McKay has been quite clear that Don’t Look Up is intended as a black satire about the climate crisis and the near-total indifference shown to it by the media, elected officials, and other governments around the world. Actual climate scientists have been giving the film glowing reviews and praising the way in which it reflects their own actual experiences in trying to raise awareness of environmental issues. To be honest, though, it seemed to me that the film isn’t really focussed enough to qualify as just being about one thing. DiCaprio’s character gets his ranting Howard Beale moment towards the end of the film, but the whole movie almost feels like a two-hour-plus yell of despair about the state of the modern world – populist politicians, skewed news values, inane social media obsessions, self-absorbed celebrities, off-the-leash capitalism, the mindless veneration of tech entrepreneurs, and much, much more.
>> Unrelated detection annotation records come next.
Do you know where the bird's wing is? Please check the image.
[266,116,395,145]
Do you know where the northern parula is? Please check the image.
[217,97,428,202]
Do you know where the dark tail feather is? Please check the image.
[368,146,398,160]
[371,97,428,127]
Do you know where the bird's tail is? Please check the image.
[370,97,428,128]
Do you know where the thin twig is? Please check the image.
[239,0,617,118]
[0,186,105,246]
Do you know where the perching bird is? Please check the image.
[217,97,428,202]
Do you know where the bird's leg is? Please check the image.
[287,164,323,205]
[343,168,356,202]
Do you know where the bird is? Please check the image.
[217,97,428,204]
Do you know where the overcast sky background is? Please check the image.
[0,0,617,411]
And as such it is often very funny, though seldom especially subtle. Perhaps that’s the point. I know it has been criticised by many proper critics for coming across as rather smug – certainly the film operates from an educated liberal-left perspective, and most of its targets lie in other regions of the political and cultural spectrum. Then again the media being dismissive of a seriously-intended film about a looming disaster is exactly the kind of thing that would happen in Don’t Look Up, so perhaps this is just proving McKay’s point for him. For me the only part of the film which didn’t quite work was a section in which DiCaprio, as one of the mouthpieces of reason, gets outraged about the degree to which the scientific peer-review process has been abandoned, which strikes me as a bit of a niche topic given some of the other things at stake.
In general, though, I thought this was an engaging and often funny film, with a note of genuine poignancy to it which gradually builds as the climax gets closer – no small achievement considering how broad some of the comedy is. There are good performances from the cast, although J-Law saddles herself with the fairly unrewarding voice-of-common-sense audience-identification figure and has fewer chances to shine than DiCaprio. Has it filled me with a burning desire to do something about the state of the world? Well, no, I’m afraid – perhaps I’m just too much of a fatalist. Perhaps it really is just the same kind of cathartic wail that Dr Strangelove was, nearly sixty years ago. McKay isn’t Kubrick and Don’t Look Up isn’t as sharp or funny or dark as it would perhaps like to be – but it’s a worthwhile movie nevertheless.